The Plymouth colony nearly all died in their first couple of years, even after happening onto cleared fileds left by people who had all died in an epidemic. The Virginia Colony also survived mainly through charity from the local people, an that was in lush country. there you go - whatever agricultural expertise they might have brought from Europe would have been about worthless in Virginia. Nothing they knew would have grown anyway. What they needed was some peasants who might have been able to figure out what weeds were and weren't edible, and who knew how to poach deer and rabbits. None of those useless "gentlemen" had any idea.

There is a huge survivalist literature that goes into minute detail on just what skills are needed to get through Y2K or whatever. Competence in calculus or Tang poets don't rank very high.

Venu S

[retarded blogroach splatted]

Abiola Lapite

Run along back to your little board for retarded Neo-Nazis, "Venu S", your fellow retard "eufrenio" is missing your company.

Ah, the internet, where even subliterate idiots get to be nuisances to people far above them in learning and intelligence!

Andrew

"And you can hardly expect to start farming on virgin soil the first day."
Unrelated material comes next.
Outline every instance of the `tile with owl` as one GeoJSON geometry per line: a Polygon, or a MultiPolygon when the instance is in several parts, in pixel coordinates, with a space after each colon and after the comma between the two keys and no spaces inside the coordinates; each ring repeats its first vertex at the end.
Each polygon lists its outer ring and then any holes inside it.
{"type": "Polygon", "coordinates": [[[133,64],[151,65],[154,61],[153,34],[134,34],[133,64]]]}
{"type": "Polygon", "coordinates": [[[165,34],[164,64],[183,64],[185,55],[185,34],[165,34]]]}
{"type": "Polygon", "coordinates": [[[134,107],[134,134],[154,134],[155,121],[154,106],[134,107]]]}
I would hope that if we have the technology to fly to another planet, we could also have technology to grow food in an artificial environment. (I am assuming that you need life support along the way?) As for the Pilgrims and Virginia colonists, futuristic space-traveling technology is surely more advanced than 17th century English agriculture... But, yes, point taken that generalists will be better than specialists!

NuSapiens

What kind of stuff do they get to bring?

Abiola Lapite

"What kind of stuff do they get to bring?"

I don't know that this matters too much, as it will eventually break, burn out, rust or crumple away, and the society wouldn't be large enough to support a highly specialized repair industry.

dsquared

If you're bringing along three physicists and then planning to tell them that one of them is going to have to spend most of his time doing civil engineering work and one of the others is going to have to be a consultant mathematician and statistician to all sorts of other projects, I suspect that you will need a lawyer after all!

Abiola Lapite

"I suspect that you will need a lawyer after all!"

Ah, but you're approaching the problem from the
sociological angle, which I failed to address.